The dynamic changes in total sugar content and free reducing sugar content during B. natto fermentation of millet bran over 0–84 h is shown in Figure 3. At the start of fermentation (0 h), the total sugar content was relatively high (≈390 mg/g MB). It then decreased rapidly by 36 h, followed by a stable plateau (290–310 mg/g MB) between 48 h and 72 h. A second significant decline occurred after 72 h. In contrast to the trend observed for total sugar, the free reducing sugar content increased sharply in the initial 0–12 h, followed by slight fluctuations between 12 h and 36 h. It reached a peak of 41.9 mg/g MB at 48 h, then gradually decreased.

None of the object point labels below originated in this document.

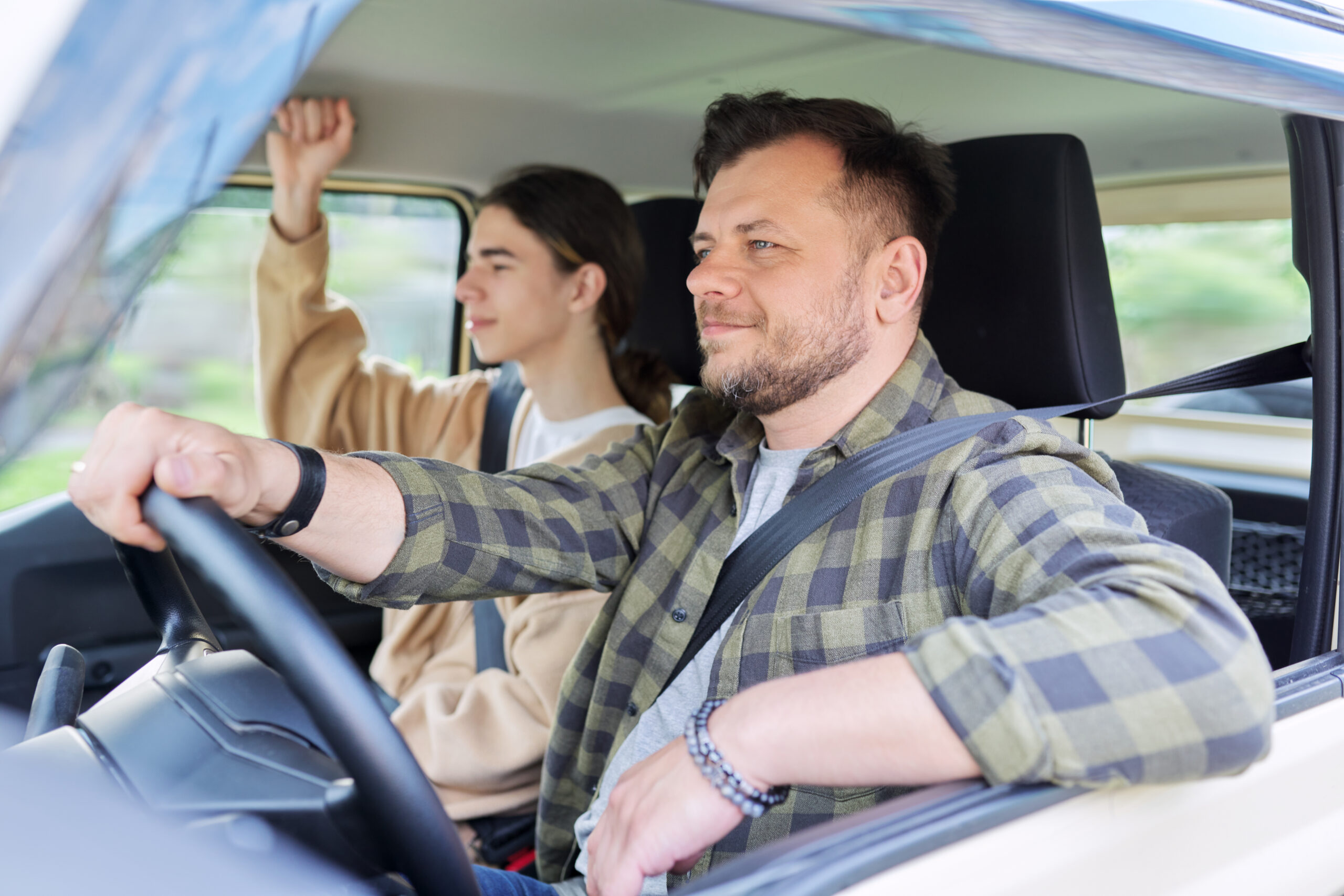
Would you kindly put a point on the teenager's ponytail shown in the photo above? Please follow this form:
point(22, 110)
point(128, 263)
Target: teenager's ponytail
point(584, 219)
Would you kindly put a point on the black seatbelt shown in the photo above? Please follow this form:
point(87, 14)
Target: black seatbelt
point(851, 479)
point(499, 419)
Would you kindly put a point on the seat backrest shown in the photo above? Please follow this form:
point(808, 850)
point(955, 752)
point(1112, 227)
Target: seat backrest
point(1022, 309)
point(1021, 305)
point(666, 319)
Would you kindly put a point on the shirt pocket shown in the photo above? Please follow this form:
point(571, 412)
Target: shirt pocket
point(831, 637)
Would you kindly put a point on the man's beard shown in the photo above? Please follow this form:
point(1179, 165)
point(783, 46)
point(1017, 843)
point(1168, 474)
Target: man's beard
point(797, 359)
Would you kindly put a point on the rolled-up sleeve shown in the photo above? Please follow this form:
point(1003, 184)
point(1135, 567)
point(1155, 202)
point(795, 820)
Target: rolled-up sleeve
point(1090, 653)
point(538, 530)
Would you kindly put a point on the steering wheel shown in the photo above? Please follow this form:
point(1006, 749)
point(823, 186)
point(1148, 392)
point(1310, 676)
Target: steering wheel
point(394, 793)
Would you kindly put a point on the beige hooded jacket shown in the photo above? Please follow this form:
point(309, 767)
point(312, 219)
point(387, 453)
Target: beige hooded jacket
point(480, 738)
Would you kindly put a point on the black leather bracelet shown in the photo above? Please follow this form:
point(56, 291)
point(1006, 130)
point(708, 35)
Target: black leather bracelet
point(721, 773)
point(312, 484)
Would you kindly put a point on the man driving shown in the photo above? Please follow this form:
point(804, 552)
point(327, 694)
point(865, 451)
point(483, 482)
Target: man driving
point(995, 612)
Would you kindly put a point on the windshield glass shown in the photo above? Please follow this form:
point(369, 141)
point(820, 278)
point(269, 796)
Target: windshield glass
point(144, 111)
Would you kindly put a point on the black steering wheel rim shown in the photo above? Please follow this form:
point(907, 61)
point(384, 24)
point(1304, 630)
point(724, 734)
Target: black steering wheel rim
point(401, 804)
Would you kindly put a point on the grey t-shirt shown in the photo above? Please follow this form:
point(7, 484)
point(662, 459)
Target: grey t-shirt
point(772, 477)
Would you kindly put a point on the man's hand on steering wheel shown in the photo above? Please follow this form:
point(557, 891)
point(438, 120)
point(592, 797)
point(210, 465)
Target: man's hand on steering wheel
point(662, 817)
point(250, 479)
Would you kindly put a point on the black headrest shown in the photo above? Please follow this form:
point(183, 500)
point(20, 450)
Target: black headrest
point(1021, 307)
point(666, 319)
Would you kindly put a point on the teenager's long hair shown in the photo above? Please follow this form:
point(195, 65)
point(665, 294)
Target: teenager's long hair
point(584, 219)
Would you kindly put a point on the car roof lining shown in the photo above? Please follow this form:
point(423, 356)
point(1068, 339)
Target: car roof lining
point(454, 92)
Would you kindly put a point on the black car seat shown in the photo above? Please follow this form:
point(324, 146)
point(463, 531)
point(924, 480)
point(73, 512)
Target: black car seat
point(1021, 307)
point(666, 319)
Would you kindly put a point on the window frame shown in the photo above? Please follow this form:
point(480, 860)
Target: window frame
point(460, 351)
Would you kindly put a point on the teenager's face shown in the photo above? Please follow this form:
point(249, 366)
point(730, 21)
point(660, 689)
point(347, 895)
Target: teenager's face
point(515, 297)
point(777, 291)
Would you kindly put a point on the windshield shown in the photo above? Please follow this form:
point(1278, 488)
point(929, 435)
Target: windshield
point(143, 113)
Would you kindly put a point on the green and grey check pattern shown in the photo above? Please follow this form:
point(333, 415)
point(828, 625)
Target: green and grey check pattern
point(1061, 640)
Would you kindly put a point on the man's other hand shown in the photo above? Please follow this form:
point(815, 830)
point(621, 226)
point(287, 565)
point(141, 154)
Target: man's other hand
point(250, 479)
point(662, 817)
point(313, 138)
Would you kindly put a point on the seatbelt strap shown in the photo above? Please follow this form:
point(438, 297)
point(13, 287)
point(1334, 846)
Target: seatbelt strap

3.4. Dynamic Changes in Bioactive Component Contents in Millet Bran During Fermentation with B. natto

3.4.1. Polypeptide Content

The dynamic changes in polypeptide content in millet bran over the course of fermentation are presented in Figure 4a. Polypeptide content increased significantly with fermentation time, peaking at 42.0 mg/g MB at 48 h, and then gradually decreased thereafter. This trend was consistent with the changes in protease activity observed in Figure 2. Compared with unfermented millet bran, the polypeptide content in millet bran fermented for 48 h was increased by 116.8%.

3.4.2. Polyphenol Content

Dynamic changes in polyphenol content in millet bran across different fermentation time points are shown in Figure 4b. During fermentation, the polyphenol content in millet bran exhibited a general trend of initial increase followed by decrease with prolonged fermentation time. The highest polyphenol content (1534.1 μg GAE/g MB) was achieved at 60 h of fermentation. This level was 1.5 times greater than that in unfermented millet bran (0 h).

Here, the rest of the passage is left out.